What Are Some of the Best Ways to Reach Financial Independence?
So far, we have discussed investments and savings as surefire ways to put aside money for future purposes. Scant mention has been made of trading. Trading is different to savings and investments, since it is neither a passive way to use your money, or a long-term approach. With trading, you’re capitalizing on short-term price movements of underlying assets – bullish or bearish – to reach pre-stated financial objectives.

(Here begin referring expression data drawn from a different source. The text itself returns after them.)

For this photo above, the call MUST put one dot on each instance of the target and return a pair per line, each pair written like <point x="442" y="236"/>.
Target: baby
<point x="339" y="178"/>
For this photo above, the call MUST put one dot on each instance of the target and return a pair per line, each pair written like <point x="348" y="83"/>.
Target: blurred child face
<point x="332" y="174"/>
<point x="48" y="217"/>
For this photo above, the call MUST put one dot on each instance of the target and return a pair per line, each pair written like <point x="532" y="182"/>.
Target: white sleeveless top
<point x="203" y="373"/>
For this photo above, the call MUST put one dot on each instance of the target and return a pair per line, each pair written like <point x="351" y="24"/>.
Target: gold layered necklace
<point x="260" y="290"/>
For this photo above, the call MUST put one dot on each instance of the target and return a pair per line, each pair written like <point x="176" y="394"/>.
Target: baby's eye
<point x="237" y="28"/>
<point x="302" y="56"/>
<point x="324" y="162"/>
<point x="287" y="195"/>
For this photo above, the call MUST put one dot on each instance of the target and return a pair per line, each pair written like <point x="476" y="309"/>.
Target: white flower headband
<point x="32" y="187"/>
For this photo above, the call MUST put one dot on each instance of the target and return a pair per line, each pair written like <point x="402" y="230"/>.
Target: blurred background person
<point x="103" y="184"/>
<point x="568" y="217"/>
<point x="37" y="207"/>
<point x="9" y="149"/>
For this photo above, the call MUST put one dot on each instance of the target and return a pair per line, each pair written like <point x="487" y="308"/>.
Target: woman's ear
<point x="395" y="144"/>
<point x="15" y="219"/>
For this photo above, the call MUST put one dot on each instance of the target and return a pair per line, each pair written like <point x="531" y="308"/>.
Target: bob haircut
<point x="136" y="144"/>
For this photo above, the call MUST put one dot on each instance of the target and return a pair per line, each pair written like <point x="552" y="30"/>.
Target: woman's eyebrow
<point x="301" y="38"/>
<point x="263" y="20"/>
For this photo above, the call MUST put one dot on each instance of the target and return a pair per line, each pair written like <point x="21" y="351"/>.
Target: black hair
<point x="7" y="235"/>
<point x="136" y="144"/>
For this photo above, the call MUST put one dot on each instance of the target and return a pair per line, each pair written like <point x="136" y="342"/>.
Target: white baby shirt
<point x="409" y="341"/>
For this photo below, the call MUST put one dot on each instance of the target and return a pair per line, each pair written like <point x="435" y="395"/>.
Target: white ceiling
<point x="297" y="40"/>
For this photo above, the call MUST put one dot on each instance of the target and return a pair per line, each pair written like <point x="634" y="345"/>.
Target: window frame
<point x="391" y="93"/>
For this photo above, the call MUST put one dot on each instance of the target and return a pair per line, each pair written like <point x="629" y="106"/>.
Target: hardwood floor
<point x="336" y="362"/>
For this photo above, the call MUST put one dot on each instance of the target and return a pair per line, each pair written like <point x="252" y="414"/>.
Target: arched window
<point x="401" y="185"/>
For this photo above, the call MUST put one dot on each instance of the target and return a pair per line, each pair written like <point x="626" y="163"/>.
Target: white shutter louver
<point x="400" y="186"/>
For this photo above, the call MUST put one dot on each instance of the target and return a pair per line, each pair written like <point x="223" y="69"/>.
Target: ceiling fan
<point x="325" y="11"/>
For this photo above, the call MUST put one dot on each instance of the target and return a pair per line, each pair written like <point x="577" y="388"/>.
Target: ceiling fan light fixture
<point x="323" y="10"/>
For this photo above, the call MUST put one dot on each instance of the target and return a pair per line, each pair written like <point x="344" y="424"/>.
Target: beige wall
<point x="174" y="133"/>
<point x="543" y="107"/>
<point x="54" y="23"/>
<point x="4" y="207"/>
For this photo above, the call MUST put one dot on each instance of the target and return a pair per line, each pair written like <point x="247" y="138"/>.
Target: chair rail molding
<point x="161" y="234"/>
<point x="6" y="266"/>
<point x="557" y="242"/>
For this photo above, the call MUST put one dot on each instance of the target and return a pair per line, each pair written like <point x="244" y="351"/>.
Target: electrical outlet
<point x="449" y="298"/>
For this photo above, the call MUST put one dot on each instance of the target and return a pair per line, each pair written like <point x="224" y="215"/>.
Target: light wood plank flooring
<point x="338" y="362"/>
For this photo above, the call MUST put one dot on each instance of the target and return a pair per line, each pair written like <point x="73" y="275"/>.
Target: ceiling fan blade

With trading, you can generate profits regardless of price movements. For example, your investments in gold could be trending bearish if the price of gold is declining. However, you can use trading as a way to hedge against a downturn in gold prices. By placing a put option on a gold CFD contract for example, this contrarian investment practice can help you to reach your overall financial objectives. With trading, you are at greater risk since there is very little concrete evidence to substantiate price movements in one direction or another. Often, a trader will use technical and fundamental analysis to gauge the pulse of the market, and make a snap decision.
The most important rule regarding investing, trading, or saving, is a sound understanding of financial basics. Whether you are dabbling in exchange traded funds, commodities, FX, bonds, CFDs, or stocks, it is imperative that you source your information correctly. There are a variety of resources that can be tapped into, including financial analysts, respected investors, financial journals, news outlets, and media talking heads. The opinions of captains of industry are equally important, since their perspectives often shape speculative behaviour.